Ongoing lava eruptions at Kilauea have created a plume of "laze" - a steam cloud composed of hydrochloric acid and fine glass particles - as of Monday, May 21, as the molten rock flows into the Pacific Ocean off of the Island of Hawai'i. Authorities have warned residents of associated health risks of laze, including lung damage and eye and skin irritation. The US Coast Guard has prohibited all but permitted tour boats from traveling in the affected areas. Additionally, Kamaili Road and Highway 137 between Kamaili Road and Pohoiki Road was closed to all traffic as of Monday morning (local time) due to lava and fires, according to the Hawai'i county Civil Defense agency.

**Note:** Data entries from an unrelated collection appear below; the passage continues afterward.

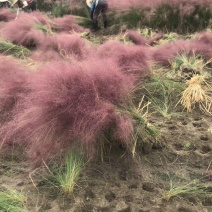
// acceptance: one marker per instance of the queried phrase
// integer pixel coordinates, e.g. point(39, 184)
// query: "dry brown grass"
point(198, 91)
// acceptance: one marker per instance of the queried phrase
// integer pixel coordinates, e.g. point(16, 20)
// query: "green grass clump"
point(9, 48)
point(187, 65)
point(65, 176)
point(12, 201)
point(195, 187)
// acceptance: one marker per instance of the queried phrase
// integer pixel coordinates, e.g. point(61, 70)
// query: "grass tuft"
point(195, 187)
point(198, 91)
point(12, 201)
point(9, 48)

A "red" level aviation alert remains in effect for Kilauea as of May 21, indicating that a major volcanic eruption may be imminent. The decision, made by the US Geological Survey (USGS) on May 15, came amid intensifying ash eruptions and the production of rock projectiles from volcanic explosions. Additional lava, gas, and ash eruptions are expected at Kilauea and the East Rift Zone in the coming days. Consequent transportation disruptions and evacuations are possible in the near-term. Notably, flight disruptions due to the presence of ash in the atmosphere are possible in the coming hours and days, including at Kona International Airport (KOA).
Residents on the Island of Hawai'i near the ongoing eruptions have been told to be prepared to evacuate on short notice; 1700 people have already been evacuated in recent days. A number of earthquakes have also shaken the area, the strongest of which have measured 5.0 on the Richter scale.

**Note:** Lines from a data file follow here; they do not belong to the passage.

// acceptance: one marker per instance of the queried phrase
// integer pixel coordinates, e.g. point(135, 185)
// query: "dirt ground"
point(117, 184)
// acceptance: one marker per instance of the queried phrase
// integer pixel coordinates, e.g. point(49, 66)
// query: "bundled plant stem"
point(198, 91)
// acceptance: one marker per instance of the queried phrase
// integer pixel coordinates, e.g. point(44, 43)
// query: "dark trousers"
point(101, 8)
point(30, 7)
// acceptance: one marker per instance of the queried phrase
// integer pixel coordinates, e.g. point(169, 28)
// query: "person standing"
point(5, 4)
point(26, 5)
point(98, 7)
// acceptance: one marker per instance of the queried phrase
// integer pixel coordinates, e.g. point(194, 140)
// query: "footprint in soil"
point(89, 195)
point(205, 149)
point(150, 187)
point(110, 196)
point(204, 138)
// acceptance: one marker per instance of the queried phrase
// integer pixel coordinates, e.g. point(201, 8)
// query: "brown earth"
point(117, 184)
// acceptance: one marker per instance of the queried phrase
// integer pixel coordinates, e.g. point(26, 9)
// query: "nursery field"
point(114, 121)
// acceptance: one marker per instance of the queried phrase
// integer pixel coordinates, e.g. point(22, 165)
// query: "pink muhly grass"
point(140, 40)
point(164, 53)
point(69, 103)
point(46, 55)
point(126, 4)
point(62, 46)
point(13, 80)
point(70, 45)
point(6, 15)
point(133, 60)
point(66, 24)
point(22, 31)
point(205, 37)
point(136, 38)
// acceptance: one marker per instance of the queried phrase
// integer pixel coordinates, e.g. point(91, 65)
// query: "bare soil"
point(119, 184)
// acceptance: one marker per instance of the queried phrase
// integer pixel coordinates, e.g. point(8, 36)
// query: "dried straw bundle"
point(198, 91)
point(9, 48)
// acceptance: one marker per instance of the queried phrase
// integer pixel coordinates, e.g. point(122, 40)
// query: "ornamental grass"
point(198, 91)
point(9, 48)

Kilauea began erupting on May 3. Lava flows have since destroyed dozens of homes and forced the evacuations of thousands of people from the Leilani Estates and Lanipuna Gardens communities. Hawai'i Volcanoes National Park has been closed since May 11 as a precaution. US President Donald Trump has declared a state of major disaster in Hawaii, making federal funding available for recovery operations.
Individuals in Hawaii are advised to avoid the affected area, monitor the situation, confirm flight reservations, follow any instructions issued by the local authorities (e.g. evacuation orders), and wear respiratory masks and covering clothing to protect skin from ashfall in affected areas.